“All of us, all the time, on the line, end of the road, edge of town. We revise and we reconsider. We are all of us heading toward oblivion all the time. We can re-shape and alter – through art, through religion, through love, through sex, through demented denial – but we do not have a clear line from birth to death. We dance a lot. We dream a lot. We are betrayed and we betray a great, great deal. And this is Blanche, who has been dancing a long time, and is now tired, and who is suspended from life for a time at the conclusion of this play, to gather her wits, to dance another dance, to meet another stranger. Of course I am Blanche. But so are you. And so is everyone else out there. The comedy comes from the denial of so many that they can’t understand her.”
Tennessee Williams on the character of Blanche, from “A Streetcar Named Desire
Tennessee Williams was and is a great poet and playwright, as well as being a deeply complex, fascinating human being. When I was a child, having seen and adored Gone With the Wind, which seeded my lifelong passion for film and that charming rogue (on screen, at least) Clark Gable – then not too long thereafter seeing A Streetcar Named Desire – both featuring the actress Vivien Leigh – it is an understatement to say that my little adolescent mind was blown. Blown.
This – this is where Scarlett O’Hara ends up?!! It could be argued that tying the two characters together directly makes little sense, but that’s exactly what I did and one assumes Elia Kazan, in casting Leigh, did as well, aware of that potent connection for audiences. GWTW was, after all, the biggest novel and film of the 20th century to date when Streetcar was filmed in 1951, a mere twelve years after GWTW opened to world-wide acclaim. That I saw both films as a middle-schooler and lost my little mind is unsurprising as my imagination has even been a gift and curse.
This is where Scarlett O’Hara ends up? Argh. Surely, surely she and Rhett get back together?! (The follow-up novel – Scarlett – which I read when it came out, was so bad and so forgettable, I forget what happened, to any of the characters…!)
And then, gentle reader, I saw That Hamilton Woman, also featuring Leigh, playing opposite to her paramour and future husband Laurence Olivier. Said to be Winston Churchill’s favorite film, it’s a fictional but historically accurate (with some liberties taken) account of British naval hero Horatio Nelson’s greatest battles as well as his love affair with the beautiful but married and not quite upper-class (read: good enough for him) Lady Emma Hamilton (her portrait is featured).

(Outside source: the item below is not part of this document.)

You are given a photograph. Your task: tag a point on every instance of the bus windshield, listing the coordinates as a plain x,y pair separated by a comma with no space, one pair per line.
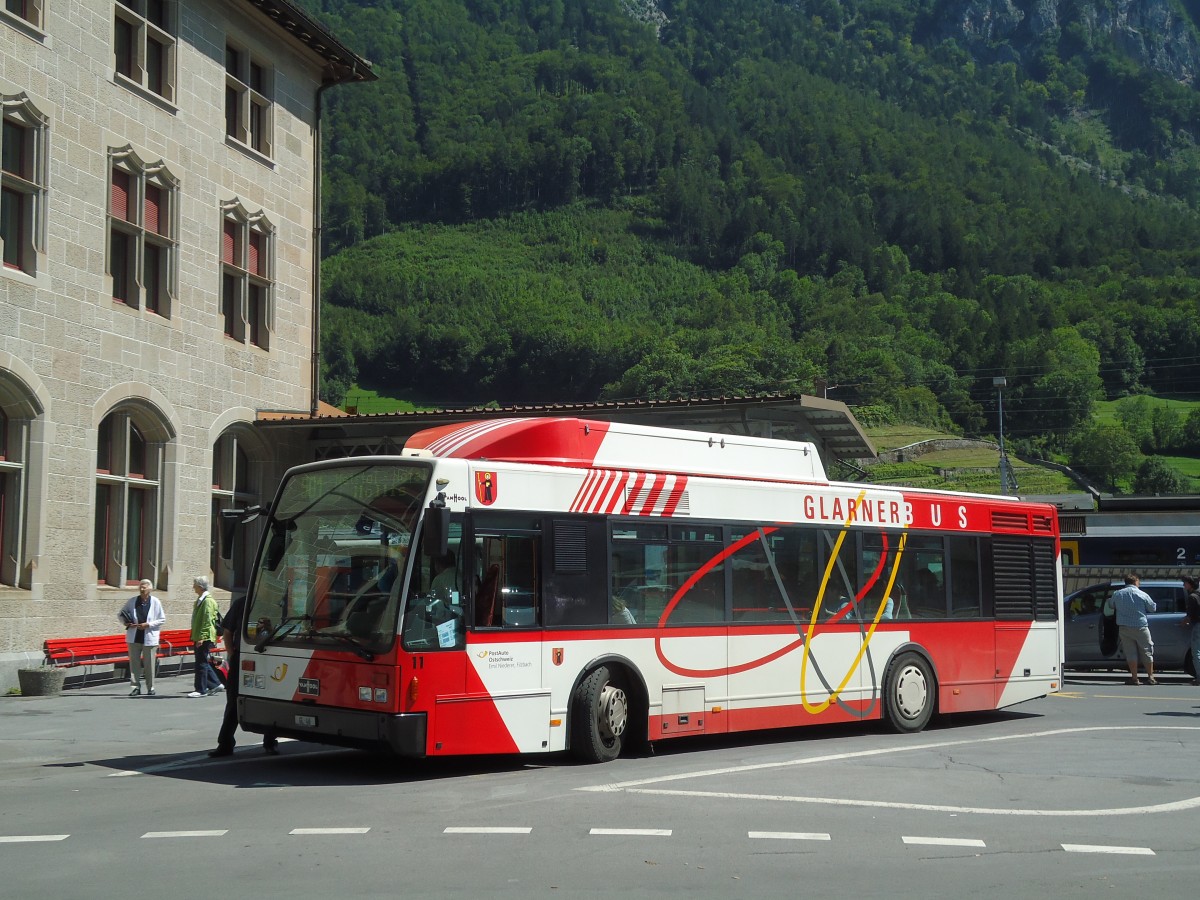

It’s a delightful film, in black and white but sumptuously costumed and set, filled with character actors doing their best stiff-upper lip style British thang – including the always wonderful Gladys Cooper – total catnip for the burgeoning film fanatic, but, like Streetcar, ultimately tragic, and haunting. When I am feeling particularly dramatic and full of myself, I like to pronounce the film’s final line: There is no then, there is no after. which is right up there with Blanche’s last line (it occurs to me that seeing these films during my highly charged adolescence might’ve been a bad thing?!): ‘Whoever you are – I have always depended on the kindness of strangers.”
In what way do these women resemble myself or any average person? They don’t, although love stories often end badly (tell me about it). And yet. Do we, ever, really regret those heady moments of love and infatuation? I don’t. Not really. Was I, often and often, an idiot, pursuing this or that crush or lover to the nth degree? Oh lordy, lordy, yes! Love is a drug; one of the most powerful.

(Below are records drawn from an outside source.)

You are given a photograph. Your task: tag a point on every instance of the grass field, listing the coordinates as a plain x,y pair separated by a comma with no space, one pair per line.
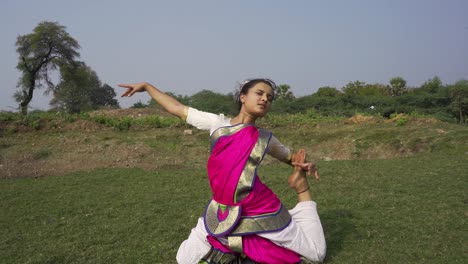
401,209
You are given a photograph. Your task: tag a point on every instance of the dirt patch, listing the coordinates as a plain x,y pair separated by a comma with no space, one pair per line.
359,119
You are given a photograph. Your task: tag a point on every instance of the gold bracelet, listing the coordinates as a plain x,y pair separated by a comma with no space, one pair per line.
304,190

When in love we are such fools. as we are in life itself. And that there is where these broken and bruised but – especially in Scarlett’s case – indomitable women do resemble us all. Proud, indignant, defensive, reactive, closed-off, reckless, too cautious, weak, blinded by love or hate or obsession, silly, greedy, doubtful – all of these and more.
“We are all of us heading toward oblivion all the time.” Best to have fun, and forgive – ourselves especially – along the way, eh? Eh.